Ethereal-dev: Re: [Ethereal-dev] Checking out Sniffer ...

Note: This archive is from the project's previous web site, ethereal.com. This list is no longer active.

Date Prev · Date Next · Thread Prev · Thread Next
Date Index · Thread Index · Other Months · All Mailing Lists
From: "Ronnie Sahlberg" <sahlberg@xxxxxxxxxxxxxxxx>
Date: Tue, 5 Mar 2002 21:29:51 +1100
Well,
in my own completely made up classification i would classify sniffer and to
some extent also netmon
more as being "network monitoring tools" providing you with lots of features
like traffic graphing and such
but (i belive) severly lacking in other areas.

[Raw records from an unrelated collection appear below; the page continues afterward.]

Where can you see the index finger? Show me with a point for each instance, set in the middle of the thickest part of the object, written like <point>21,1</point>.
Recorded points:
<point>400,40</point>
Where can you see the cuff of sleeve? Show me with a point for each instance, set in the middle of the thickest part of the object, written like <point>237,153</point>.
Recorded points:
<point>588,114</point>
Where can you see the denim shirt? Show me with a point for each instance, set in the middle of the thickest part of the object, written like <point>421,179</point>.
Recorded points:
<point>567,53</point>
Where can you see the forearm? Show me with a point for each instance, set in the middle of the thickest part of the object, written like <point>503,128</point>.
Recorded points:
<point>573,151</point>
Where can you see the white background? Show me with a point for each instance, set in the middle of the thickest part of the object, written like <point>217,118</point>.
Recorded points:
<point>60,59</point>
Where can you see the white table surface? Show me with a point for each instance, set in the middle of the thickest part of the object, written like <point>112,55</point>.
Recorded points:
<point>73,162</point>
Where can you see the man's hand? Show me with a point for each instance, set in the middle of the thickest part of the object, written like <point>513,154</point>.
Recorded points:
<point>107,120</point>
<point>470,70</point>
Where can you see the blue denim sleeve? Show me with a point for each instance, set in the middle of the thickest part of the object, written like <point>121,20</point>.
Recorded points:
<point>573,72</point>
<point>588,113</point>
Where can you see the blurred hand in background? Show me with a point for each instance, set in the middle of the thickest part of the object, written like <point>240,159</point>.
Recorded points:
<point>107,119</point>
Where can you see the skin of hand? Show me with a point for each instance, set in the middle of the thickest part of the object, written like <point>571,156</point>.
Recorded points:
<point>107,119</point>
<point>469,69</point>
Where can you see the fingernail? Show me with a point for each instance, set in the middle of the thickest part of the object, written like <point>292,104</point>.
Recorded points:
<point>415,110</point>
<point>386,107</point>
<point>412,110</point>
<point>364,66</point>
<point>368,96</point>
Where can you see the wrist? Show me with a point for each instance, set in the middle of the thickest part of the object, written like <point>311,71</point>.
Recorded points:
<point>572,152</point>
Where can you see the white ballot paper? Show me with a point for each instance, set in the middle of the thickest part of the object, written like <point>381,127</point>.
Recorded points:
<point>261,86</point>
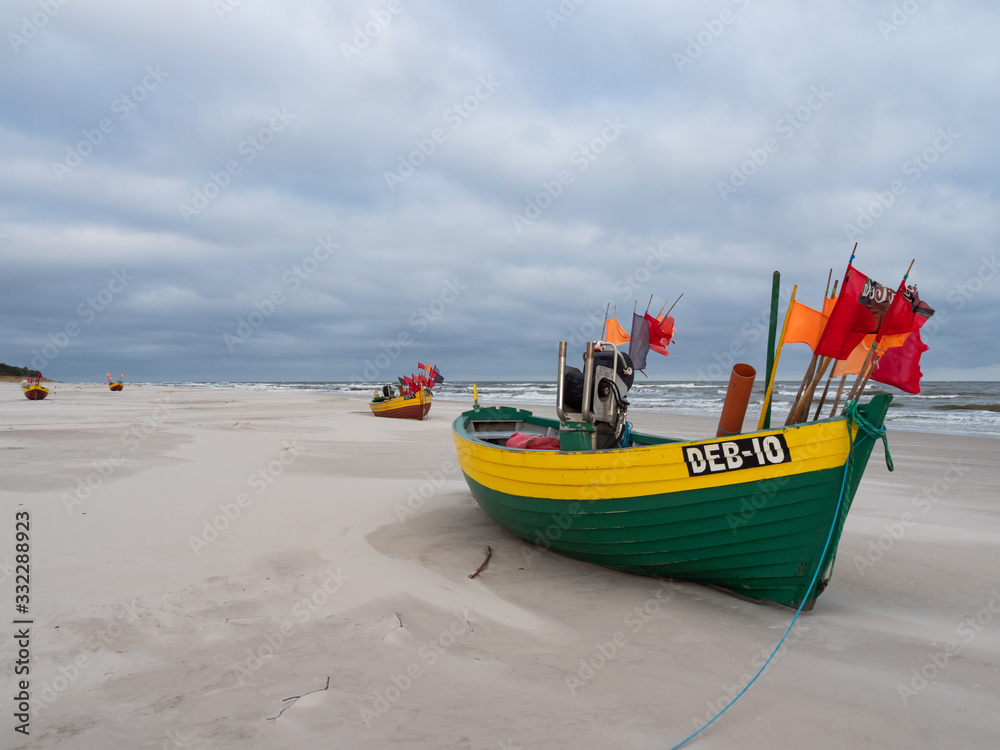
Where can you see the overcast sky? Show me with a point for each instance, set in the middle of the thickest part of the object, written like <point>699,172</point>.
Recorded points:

in my personal experience the most important important feature for myself
regarding ethereal is the
display filter feature, something which makes ethereal in my experience the
only tool i have tried that
makes it possible to even start looking at say >100.000 packet captures to
search for interoperability
problems/protocol implementation bugs.
the expressive syntax on how to use display filters in ethereal is why i
would classify it as a protocol analyzer instead of a network monitoring
tool.

any features similar in ease of use and usefulness to the display filters
are features that have eluded me completely
in sessions using other tools.
i hope this is because i couldnt find how to use those features in those
tools, and not that they are missing.

feel free to disagree.
    ronnie sahlberg


----- Original Message -----
From: "Guy Harris"
Sent: Tuesday, March 05, 2002 9:16 PM
Subject: Re: [Ethereal-dev] Checking out Sniffer ...


> On Tue, Mar 05, 2002 at 09:13:15PM +1100, Ronnie Sahlberg wrote:
> > sniffer is not a packet/protocol analyzer. ethereal is.
>
> Eh?  How is the Sniffer software not a protocol analyzer?